My work has been published in American Sociological Review, Social Forces, Poetics, and Social Problems, among other outlets. I have taught Social Inequality, Quantitative Analysis, and a service-learning course I created about the underrepresentation of women in the STEM fields. I hold a Certificate in College Teaching, and am the winner of Duke’s Graduate Student Teaching Award.
Tina Wu (Provost’s Postdoctoral Fellow, NYU Stern School of Business)
Tina Wu is an organizational ethnographer whose research focuses on service work and care work, especially in healthcare, to study broader managerial and organizational dynamics in work settings. She investigates these within the context of social forces, technological change, and industry conditions.

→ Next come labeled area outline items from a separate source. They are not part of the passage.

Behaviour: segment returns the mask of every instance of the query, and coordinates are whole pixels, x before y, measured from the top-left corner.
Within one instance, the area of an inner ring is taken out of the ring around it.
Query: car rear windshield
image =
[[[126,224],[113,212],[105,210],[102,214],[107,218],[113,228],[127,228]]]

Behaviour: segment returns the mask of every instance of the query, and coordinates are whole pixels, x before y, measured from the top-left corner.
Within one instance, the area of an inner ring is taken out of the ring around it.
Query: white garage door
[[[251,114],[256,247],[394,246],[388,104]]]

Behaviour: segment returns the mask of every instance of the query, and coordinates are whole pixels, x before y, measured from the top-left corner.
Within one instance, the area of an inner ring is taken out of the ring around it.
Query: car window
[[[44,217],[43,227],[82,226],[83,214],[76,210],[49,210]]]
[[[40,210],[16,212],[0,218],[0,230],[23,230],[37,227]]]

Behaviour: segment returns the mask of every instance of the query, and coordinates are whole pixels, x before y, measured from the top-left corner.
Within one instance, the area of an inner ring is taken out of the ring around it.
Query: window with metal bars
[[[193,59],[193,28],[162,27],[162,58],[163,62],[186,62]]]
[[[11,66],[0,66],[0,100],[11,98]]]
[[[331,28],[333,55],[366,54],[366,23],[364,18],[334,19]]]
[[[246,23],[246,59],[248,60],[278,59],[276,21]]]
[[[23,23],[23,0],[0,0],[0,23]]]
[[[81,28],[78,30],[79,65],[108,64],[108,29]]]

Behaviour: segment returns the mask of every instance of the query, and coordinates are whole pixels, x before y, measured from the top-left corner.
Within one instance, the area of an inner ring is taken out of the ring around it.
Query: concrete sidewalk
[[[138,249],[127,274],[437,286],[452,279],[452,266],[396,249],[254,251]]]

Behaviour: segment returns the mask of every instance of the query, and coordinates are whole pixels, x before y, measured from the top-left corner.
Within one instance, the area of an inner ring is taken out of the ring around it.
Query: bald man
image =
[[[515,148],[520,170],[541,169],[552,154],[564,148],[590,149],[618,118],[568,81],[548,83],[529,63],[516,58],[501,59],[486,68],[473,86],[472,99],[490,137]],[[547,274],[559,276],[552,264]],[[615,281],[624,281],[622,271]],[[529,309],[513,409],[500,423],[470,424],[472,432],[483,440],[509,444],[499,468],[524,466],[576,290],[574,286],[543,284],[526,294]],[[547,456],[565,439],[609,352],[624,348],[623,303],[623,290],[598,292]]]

Tina’s dissertation was an ethnography of a leading for-profit home health care company in the US, including interviews with company directors, managers and staff, supplemented with analysis of reports from the Securities and Exchange Commission (SEC) and statistical analysis of survey data from the Centers for Disease Control and Prevention (CDC). Home health care for the elderly or disabled, a growing part of healthcare services, accounts for the fastest growing low-wage jobs in the US and disproportionately employs women, immigrants, and people of color. One paper from this project examines how employers encourage workers’ commitment despite low wages, high turnover, and labor shortages by focusing on managerial relationships, an aspect of company culture. Another paper from this project shows how technology and electronic health records (EHR) devices moderate relationships between managers and staff, with implications for our understanding of technological transformation of work. A third paper shows how workers’ feelings of being respected and appreciated by their supervisor predict lower intent to quit.
Tina has published peer-previewed research on work and identity among domestic workers in a gig economy, mobility and personal identity among professionals, and occupational meaning-making among administrative law judges in public benefits hearings. Her future research project, shortlisted for a grant from the Robert Wood Johnson Foundation, will examine how federal and state-level policies affect the process of new technology development in healthcare services.
Tina received her PhD in Sociology from the University of Pennsylvania in 2018. She is currently a Provost’s Postdoctoral Fellow in the Management and Organizations Department at NYU’s Stern School of Business.